Basic Usage

In this section, we will illustrate how to use XAD to compute first order derivatives in both forward and adjoint mode.

As an example, we choose a simple function with 4 inputs and 1 output variable, defined as:

double f(double x0, double x1, double x2, double x3)
{
  double a = sin(x0) * cos(x1);
  double b = x2 * x3 - tan(x1 - x2);
  double c = a + 2* c;
  return c*c;
}

We will compute derivatives of this function at the point:

double x0 = 1.0;
double x1 = 1.5;
double x2 = 1.3;
double x3 = 1.2;

Prerequisite: Replace Active Variables

In order to use XAD to differentiate this function, we first must replace all independent data types and all values that depend on them with an active data type provided by XAD. In the above function, all variables depend on the inputs and thus all occurrences of double must be replaced.

This can be done in one of two ways:

  1. The variables can be replaced directly, given the desired mode of differentiation. For example, for forward mode double is replaced by the type FReal and for adjoint mode the type AReal.

  2. The function is made a template, so that it can be called with any data type, including the original double.

We choose the second approach for this tutorial, thus the function becomes:

template <class T>
T f(T x0, T x1, T x2, T x3)
{
  T a = sin(x0) * cos(x1);
  T b = x2 * x3 - tan(x1 - x2);
  T c = a + 2* b;
  return c*c;
}

This means we can use the same definition with both forward and adjoint modes.

Forward Mode

As illustrated in Forward Mode, when applied to a function with a single output, the forward mode of algorithmic differentiation can compute one derivative at a time. For illustration, we choose to derive the function with respect to the input variable x0.

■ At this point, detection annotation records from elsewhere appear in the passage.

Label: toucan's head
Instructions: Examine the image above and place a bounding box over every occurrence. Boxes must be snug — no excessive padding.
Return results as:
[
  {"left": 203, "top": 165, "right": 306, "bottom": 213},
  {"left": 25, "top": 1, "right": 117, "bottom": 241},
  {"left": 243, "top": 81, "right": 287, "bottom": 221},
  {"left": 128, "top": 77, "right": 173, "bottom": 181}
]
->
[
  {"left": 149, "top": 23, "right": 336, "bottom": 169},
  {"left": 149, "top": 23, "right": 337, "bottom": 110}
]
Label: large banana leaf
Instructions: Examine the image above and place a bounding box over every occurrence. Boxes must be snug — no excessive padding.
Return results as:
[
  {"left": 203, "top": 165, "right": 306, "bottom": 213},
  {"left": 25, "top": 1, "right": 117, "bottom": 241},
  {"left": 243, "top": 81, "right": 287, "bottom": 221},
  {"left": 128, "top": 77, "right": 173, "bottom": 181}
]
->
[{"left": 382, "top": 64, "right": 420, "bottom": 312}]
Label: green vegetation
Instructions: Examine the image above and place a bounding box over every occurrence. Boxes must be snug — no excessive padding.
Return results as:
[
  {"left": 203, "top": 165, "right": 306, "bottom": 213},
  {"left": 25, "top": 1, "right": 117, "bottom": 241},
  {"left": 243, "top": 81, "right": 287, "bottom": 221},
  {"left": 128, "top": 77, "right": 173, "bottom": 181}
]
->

To initiate the forward mode, we must first declare active variables with the appropriate type. XAD provides convenience typedefs to select the mode of differentiation, illustrated in detail in AD Mode Interface. For forward mode, we can declare the types needed as:

typedef xad::fwd<double> mode;
typedef mode::active_type AD;

We can then use the AD typedef for our variables.

The next step is to initialize the dependent variables, which is simply done by assigning the input values to new variables of type AD:

AD x0_ad = x0;
AD x1_ad = x1;
AD x2_ad = x2;
AD x3_ad = x3;

For forward mode, we must now seed the initial derivative for the variable we are interested in with the value 1 (as described in Forward Mode), as:

derivative(x0_ad) = 1.0;

The global function derivative() is a convenience function that works on any active data type. Alternatively, we could have used the member function FReal::setDerivative().

At this point we are ready to call our function and it will compute the function value as well as the derivative we are interested in:

AD y = f(x0_ad, x1_ad, x2_ad, x3_ad);

We can now access the results using the value() and derivative() functions on the output (or the member functions FReal::getDerivative() and FReal::getValue()). For example, the following code outputs them to the console:

std::cout << "y = " << value(y) << "\n"
          << "dy/dx0 = " << derivative(y) << "\n";

See also

This example is included with XAD (fwd_1st).

Adjoint Mode

The adjoint mode of automatic differentiation is the natural choice for the function at hand, as it has a single output and multiple inputs. We can get all four derivatives in one execution.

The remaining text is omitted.